TAMPA, Fla. — Domingo German, officially back on the field Thursday with Yankees pitchers and catchers after serving an 81-game suspension for violating MLB’s domestic violence policy, may have some work to do in the clubhouse.
While the team hierarchy was satisfied after offseason conversations with German that he felt remorse and had grown as a person, it might be a different matter with some of his teammates.
Should German, 28, address the team at some point? "That’s a tough question," reliever Zack Britton said Thursday afternoon. "I don’t think he owes anything to me. I think it’s off-the-field stuff that he needs to take care of. Sometimes you don’t get to control who your teammates are, and that’s the situation. I don’t agree with what he did. I don’t think it has any place in the game or off the field at all."
Britton later said: "My job is to go out there and pitch and do my job, so that’s kind of what my concern is right there.
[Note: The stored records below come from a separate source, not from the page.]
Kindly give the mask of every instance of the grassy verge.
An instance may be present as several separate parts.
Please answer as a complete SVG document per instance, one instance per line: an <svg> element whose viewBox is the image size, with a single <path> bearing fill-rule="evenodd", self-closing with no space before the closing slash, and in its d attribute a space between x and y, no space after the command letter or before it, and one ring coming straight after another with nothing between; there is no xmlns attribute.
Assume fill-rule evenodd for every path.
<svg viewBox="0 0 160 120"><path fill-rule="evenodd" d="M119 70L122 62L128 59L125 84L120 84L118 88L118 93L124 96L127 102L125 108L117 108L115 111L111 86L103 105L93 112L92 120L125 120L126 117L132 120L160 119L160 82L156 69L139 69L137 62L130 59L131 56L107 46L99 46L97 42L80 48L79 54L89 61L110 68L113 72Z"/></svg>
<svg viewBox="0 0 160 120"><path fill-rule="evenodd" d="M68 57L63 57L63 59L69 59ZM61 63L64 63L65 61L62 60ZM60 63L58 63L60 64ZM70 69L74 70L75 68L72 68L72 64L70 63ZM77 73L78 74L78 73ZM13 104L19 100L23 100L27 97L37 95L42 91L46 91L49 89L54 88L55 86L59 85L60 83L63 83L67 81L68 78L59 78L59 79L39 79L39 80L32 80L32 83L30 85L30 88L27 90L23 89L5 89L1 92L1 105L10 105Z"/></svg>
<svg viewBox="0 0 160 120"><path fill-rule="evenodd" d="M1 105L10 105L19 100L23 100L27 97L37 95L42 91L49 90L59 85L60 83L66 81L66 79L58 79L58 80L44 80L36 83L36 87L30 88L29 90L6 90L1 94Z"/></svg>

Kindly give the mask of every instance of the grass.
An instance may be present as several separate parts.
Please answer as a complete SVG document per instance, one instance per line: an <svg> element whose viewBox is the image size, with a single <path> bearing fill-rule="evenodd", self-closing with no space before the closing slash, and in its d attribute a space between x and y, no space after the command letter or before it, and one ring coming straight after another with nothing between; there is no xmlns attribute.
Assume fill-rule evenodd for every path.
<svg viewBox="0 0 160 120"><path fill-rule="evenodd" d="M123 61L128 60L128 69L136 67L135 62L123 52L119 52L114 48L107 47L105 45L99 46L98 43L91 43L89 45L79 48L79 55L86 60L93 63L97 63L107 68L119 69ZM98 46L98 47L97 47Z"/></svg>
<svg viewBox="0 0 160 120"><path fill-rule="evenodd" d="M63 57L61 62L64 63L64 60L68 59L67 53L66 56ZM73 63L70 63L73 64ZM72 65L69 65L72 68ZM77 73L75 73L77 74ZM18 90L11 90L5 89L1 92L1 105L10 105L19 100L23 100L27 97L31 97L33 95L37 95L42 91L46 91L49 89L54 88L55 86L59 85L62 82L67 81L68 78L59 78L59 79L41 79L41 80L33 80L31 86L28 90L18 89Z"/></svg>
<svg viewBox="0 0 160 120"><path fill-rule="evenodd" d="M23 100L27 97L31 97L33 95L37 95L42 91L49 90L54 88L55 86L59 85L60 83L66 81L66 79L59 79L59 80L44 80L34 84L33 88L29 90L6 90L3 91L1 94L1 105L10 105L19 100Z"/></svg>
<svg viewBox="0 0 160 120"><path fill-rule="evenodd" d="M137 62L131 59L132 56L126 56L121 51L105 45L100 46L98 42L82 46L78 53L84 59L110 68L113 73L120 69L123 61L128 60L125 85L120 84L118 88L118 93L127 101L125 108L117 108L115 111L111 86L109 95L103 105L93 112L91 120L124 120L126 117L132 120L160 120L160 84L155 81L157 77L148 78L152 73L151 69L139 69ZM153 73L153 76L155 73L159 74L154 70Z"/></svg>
But [German] doesn’t owe me anything. I think that’s something that he’s going to have to deal with on his own and make better choices going forward."
General manager Brian Cashman said throughout the offseason that German,18-4 with a 4.03 ERA in 2019 before his suspension late that season that took him out of play for all of 2020, is not guaranteed a roster spot.
While appearing to be physically fine, German raised eyebrows in the organization — and not for the first time — as a result of a social media post on Wednesday night.
On the eve of the first workout, German posted a somewhat cryptic message in Spanish — "everything is over" — on his Instagram account before deleting it. He then put up a simple: "I’m ready."
Last July, German made two other posts on his account that raised red flags. One read, in part: "I think I did my part at Yankee Stadium, if I decide not to come back, I will be very proud of my 11-year professional career. God bless everyone who has supported me."
A shorter post later read: "I’ve left baseball. Thanks everyone."
A couple of days later, German apologized for the posts, and the Yankees thought that particular issue was behind them. Until Wednesday night.
"He and I had a conversation about that," Aaron Boone said Thursday. "I don’t feel like I’m in a position to tell somebody how they’re to express themselves or whatever, [but] certainly we’re paying attention to that stuff.
"First and foremost, we want to make sure that Domingo’s in a good place. When I first heard about it last night and saw it — it was brought to my attention — I was taken aback a little bit and immediately concerned. But I do feel like maybe it was a little bit out of context and a little bit overblown and I am comfortable that he’s doing fine and doing well and is ready to compete."